When it comes to at-home puppy training, it’s important to be patient and take things one step at a time. At just two to three months of age, your puppy is an infant and is highly trainable if done right. So take a deep breath, relax and focus on these five training milestones during the first few months of puppy parenting.
First things first, establish a specific spot in the backyard for your puppy to go potty and guide it there on a leash every time you take it outside for the first few weeks. Sooner or later, your pup will automatically know where to go and won’t need your guidance, but this takes time and consistency. Get a puppy pad in case your pup has accidents (it will), and try not to express any anger, as this is a crucial time period for relationship building. Instead, rely on positive reinforcement and lots of practice.
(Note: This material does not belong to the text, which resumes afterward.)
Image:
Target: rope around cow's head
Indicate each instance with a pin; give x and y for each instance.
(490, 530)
Once your puppy knows its name, you can start teaching it commands like sit, stay and lie down. While positive reinforcement is the best way to go about this, try not to rely too heavily on treats as this could result in your pup responding to it as a bribe. Instead, use a mix of dog talk (“good boy!”), petting and treats as positive reinforcement after your pup successfully responds to a command.
As with learning commands, the best way to teach your puppy how to behave at home is to rely on positive reinforcement. It is only natural to get upset when your pup jumps on the couch or chews up your favorite pair of shoes, but try to understand that it won’t know the difference between what is right and wrong until it is taught. So, instead of yelling, gently correct the behavior and focus on reinforcing what is right. If chewing is the problem, get your pup a chew toy and if it jumps up on the couch, redirect it to its bed or kennel.
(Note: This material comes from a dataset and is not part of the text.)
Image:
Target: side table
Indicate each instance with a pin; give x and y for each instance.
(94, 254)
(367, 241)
Teaching a puppy how to walk on a leash without pulling is one of the most difficult aspects of training, but it is also one of the most important because it can be the difference between taking your pup on regular walks and giving up altogether. Puppies need to be walked on a daily basis, which provides the perfect opportunity for leash training. When your pup starts to tug, gently pull it back to walk by your side and positively reinforce this behavior. Trust us, you and your puppy will both be much happier if you can fit in a stress-free dog walk every day. Plus, your pup is much likelier to abandon bad habits, like barking and chewing on things, if it spends some energy walking outside.
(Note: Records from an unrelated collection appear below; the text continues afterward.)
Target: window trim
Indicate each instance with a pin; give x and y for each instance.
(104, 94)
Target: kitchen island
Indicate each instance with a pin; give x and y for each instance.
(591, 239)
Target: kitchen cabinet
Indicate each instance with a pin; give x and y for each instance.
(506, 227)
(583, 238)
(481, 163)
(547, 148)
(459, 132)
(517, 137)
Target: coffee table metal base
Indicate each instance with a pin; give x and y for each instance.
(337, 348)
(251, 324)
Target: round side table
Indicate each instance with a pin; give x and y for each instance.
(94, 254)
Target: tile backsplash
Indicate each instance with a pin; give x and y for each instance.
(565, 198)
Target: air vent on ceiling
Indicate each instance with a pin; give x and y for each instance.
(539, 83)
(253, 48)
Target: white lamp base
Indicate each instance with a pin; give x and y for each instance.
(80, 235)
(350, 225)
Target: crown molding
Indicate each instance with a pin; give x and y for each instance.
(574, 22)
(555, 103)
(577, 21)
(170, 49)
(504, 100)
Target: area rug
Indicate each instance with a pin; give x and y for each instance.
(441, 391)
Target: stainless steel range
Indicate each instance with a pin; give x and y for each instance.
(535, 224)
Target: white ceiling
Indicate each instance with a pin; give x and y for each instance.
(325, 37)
Every puppy is different when it comes to socializing with other people and dogs, but you can have a great influence on this if you take your pup to a training class or the dog park on a regular basis. Most dogs who show aggression or too much excitement around other people and dogs were never given the chance to learn how to socialize at a young age. Remember, your puppy is the most impressionable during the first few months of its life, so don’t neglect these teaching opportunities.